St. Monica

Were today, August 27, 2017, not the Twenty-first Sunday in Ordinary time, it would be the Feast of St. Monica, the saintly mother of St. Augustine of Hippo, whose feast the Church celebrates the following day, August 28. Even still, it’s worth taking the time to remember the mother who never gave up in her prayers for her son and whose prayers were finally answered.

Monica was born in Tagaste, present-day Algeria, in AD 331. She was married off to a pagan named Patricius, who respected his wife’s Christian faith, though only up to a point, for he would not allow her to baptize their three children, Augustine, Navigius, and Perpetua.
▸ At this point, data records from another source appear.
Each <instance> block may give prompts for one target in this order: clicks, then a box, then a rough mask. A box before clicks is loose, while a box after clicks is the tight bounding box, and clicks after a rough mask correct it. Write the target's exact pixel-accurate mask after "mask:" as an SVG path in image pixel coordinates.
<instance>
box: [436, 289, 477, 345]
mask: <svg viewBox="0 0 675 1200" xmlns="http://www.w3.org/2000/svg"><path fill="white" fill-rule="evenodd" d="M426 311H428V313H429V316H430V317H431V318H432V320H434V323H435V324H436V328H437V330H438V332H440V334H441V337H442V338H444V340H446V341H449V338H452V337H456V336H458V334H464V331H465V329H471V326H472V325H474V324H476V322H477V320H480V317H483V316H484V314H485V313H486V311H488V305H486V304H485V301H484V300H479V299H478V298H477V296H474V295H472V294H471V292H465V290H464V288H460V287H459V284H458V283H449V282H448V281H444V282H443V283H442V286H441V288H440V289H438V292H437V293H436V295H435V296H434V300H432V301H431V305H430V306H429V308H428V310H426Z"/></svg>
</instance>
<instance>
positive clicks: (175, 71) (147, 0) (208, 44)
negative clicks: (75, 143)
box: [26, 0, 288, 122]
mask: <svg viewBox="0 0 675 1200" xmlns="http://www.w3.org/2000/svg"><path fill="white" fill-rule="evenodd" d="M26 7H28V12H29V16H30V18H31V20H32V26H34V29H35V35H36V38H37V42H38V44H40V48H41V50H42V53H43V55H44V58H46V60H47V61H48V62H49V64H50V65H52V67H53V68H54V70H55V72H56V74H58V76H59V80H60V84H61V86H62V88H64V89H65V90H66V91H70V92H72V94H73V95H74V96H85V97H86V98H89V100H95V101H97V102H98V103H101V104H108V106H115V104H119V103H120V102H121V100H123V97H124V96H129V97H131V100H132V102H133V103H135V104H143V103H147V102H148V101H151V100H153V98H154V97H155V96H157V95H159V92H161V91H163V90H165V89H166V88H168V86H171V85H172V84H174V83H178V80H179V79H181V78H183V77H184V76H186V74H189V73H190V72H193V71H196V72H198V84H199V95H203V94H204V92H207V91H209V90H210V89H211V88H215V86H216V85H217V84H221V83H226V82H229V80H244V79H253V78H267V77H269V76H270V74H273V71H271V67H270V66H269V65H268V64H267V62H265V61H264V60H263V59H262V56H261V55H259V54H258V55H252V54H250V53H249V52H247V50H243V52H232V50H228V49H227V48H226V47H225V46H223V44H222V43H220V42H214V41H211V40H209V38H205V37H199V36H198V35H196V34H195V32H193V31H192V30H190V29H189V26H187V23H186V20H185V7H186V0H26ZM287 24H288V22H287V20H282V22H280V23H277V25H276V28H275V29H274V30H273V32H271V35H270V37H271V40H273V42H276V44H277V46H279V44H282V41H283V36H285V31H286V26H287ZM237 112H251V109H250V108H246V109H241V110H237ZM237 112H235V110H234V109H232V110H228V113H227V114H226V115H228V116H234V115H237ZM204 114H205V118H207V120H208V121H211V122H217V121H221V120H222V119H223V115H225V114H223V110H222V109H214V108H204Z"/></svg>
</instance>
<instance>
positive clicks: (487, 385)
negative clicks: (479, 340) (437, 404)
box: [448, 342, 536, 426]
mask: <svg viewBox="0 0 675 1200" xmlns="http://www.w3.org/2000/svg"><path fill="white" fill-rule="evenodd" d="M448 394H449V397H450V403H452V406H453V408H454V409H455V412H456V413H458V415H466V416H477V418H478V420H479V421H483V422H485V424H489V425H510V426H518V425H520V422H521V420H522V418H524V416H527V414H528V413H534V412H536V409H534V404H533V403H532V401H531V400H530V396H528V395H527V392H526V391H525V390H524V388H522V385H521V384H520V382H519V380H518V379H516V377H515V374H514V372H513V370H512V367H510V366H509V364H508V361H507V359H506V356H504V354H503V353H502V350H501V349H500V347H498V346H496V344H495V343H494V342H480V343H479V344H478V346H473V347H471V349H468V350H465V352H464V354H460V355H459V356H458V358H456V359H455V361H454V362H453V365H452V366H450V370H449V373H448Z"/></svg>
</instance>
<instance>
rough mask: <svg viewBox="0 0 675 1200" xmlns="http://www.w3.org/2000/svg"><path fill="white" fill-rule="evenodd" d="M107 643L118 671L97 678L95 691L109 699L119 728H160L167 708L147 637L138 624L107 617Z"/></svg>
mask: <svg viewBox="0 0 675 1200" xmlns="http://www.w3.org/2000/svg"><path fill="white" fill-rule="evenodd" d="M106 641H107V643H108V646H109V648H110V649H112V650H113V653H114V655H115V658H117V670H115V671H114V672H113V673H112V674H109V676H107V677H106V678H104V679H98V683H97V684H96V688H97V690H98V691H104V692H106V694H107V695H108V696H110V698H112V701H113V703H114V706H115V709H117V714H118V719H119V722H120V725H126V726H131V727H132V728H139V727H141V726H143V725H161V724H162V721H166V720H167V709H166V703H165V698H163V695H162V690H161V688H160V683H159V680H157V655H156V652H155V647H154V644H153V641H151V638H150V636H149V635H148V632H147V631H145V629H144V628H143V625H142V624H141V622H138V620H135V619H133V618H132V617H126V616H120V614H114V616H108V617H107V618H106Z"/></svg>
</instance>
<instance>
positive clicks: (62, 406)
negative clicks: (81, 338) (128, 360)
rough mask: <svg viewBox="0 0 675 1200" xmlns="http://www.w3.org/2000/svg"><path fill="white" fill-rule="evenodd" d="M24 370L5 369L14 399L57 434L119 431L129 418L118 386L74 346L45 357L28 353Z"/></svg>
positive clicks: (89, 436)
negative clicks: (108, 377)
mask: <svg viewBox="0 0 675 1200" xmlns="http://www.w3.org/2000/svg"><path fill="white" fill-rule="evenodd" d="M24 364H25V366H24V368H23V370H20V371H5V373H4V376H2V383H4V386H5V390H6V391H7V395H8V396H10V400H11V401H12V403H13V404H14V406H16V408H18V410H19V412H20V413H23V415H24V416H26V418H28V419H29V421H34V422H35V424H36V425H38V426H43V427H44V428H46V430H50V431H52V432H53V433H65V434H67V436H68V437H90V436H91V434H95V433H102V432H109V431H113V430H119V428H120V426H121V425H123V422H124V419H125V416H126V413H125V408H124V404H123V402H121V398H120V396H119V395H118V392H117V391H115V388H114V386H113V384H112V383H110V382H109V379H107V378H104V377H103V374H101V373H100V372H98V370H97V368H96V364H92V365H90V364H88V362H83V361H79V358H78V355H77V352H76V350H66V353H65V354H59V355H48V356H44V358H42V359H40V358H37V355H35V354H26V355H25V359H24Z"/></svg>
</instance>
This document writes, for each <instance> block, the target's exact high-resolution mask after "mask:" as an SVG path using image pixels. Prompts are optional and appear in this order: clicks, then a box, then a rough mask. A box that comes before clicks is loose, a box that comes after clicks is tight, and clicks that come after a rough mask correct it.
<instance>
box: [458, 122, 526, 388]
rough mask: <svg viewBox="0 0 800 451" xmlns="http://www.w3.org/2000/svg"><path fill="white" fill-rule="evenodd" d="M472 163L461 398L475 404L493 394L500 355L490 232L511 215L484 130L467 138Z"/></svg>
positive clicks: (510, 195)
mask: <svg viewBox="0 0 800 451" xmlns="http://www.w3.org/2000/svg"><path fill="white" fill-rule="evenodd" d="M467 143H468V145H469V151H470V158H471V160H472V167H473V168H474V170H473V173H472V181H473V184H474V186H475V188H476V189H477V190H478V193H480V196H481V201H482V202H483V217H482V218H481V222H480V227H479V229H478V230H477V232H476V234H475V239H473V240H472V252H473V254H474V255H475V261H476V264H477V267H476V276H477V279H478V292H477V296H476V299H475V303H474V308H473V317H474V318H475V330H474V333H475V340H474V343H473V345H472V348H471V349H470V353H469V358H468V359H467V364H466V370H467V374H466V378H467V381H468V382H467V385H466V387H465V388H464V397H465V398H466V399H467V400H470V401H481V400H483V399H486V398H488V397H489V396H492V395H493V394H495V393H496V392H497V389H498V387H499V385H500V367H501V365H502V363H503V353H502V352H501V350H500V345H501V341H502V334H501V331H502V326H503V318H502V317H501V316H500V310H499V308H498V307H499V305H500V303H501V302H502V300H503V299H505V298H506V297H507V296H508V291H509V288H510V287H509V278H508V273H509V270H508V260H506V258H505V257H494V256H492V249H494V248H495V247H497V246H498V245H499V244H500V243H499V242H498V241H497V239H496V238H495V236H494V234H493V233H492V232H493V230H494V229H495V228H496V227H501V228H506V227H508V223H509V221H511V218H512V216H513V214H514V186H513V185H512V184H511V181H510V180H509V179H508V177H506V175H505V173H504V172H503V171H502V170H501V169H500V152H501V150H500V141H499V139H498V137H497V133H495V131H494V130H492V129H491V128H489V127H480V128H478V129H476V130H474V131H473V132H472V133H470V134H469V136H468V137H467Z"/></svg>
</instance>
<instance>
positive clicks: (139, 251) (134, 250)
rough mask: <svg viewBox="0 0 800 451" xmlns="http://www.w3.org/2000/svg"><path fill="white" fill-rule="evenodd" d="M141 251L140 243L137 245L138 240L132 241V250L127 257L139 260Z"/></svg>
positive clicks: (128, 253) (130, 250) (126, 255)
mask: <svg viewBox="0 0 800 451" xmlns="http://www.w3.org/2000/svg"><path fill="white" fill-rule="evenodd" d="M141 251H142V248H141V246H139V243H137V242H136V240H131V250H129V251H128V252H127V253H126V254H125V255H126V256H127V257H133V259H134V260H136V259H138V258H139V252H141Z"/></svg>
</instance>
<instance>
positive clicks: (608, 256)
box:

Monica prayed fervently for the conversion of her husband and mother-in-law, who shared her son’s pagan faith and violent temper. Finally, in the last year of Patricius’ life, Monica succeeded in bringing him and his mother to faith in Christ.

She was successful, as well, in passing on the faith to her two younger children, both of whom entered religious life. Augustine, however, rejected his mother’s Christian faith and embraced Manicheanism, a religion to which he was introduced during his studies in Carthage that believed creation was caught up in a struggle between light and darkness, good and evil. Darkness ruled the temporal world, and when one died, he or she was transferred into the light.

When Augustine shared his beliefs with his mother, she threw him out of her house. Inspired by a vision, however, she sought reconciliation with her son and never stopped praying for his conversion. She sought the advise of her bishop, who told her that, “the child of those tears shall never perish.” Monica traveled to Rome to be with Augustine, only to discover that he had moved to Milan. Arriving in Milan, Monica became friends with the local bishop, St. Ambrose, who would play a significant role in the conversion of her son. Augustine had been unimpressed with what he regarded as the unintelligent and dim-witted arguments set forth in defense of Christianity by the Christians he had met, as well as the insistence of some to interpret the Scriptures in only a very literal sense. But, Ambrose was a learned man, and his sermons impressed Augustine both with their explanation and defense of the faith and in their expoundings on the Scriptures. It was Ambrose who convinced Augustine of the truth of the Christian faith and who baptized him, much to the delight and relief of Monica.

Mother and son hoped to dedicate their lives to spreading the Gospel in Africa, but it was not to be. Monica died shortly after her son’s conversion, in the city of Civitavecchia, and she was buried in Ostia, Italy. Realizing her end was near, she told Augustine, “Son, nothing in this world now affords me delight. I do not know what there is now left for me to do or why I am still here, all my hopes in this world being now fulfilled.” Her relics reside in the Basilica di Sant’Agostino in Rome.

Monica’s epitaph, from her original resting place in Ostia, survived. It reads:

“Here the most virtuous mother of a young man set her ashes, a second light to your merits, Augustine.

“As a priest, serving the heavenly laws of peace, you taught [or you teach] the people entrusted to you with your character. A glory greater than the praise of your accomplishments crowns you both – Mother of the Virtues, more fortunate because of her offspring.”

God of mercy, comfort of those in sorrow, the tears of Saint Monica moved you to convert her son Saint Augustine to the faith of Christ. By their prayers, help us to turn from our sins and to find your loving forgiveness.

Grant this through our Lord Jesus Christ, your Son, who lives and reigns with you and the Holy Spirit, one God, for ever and ever.

                                                                     From Christian Prayer: The Liturgy of the Hours

Be Christ for all. Bring Christ to all. See Christ in all.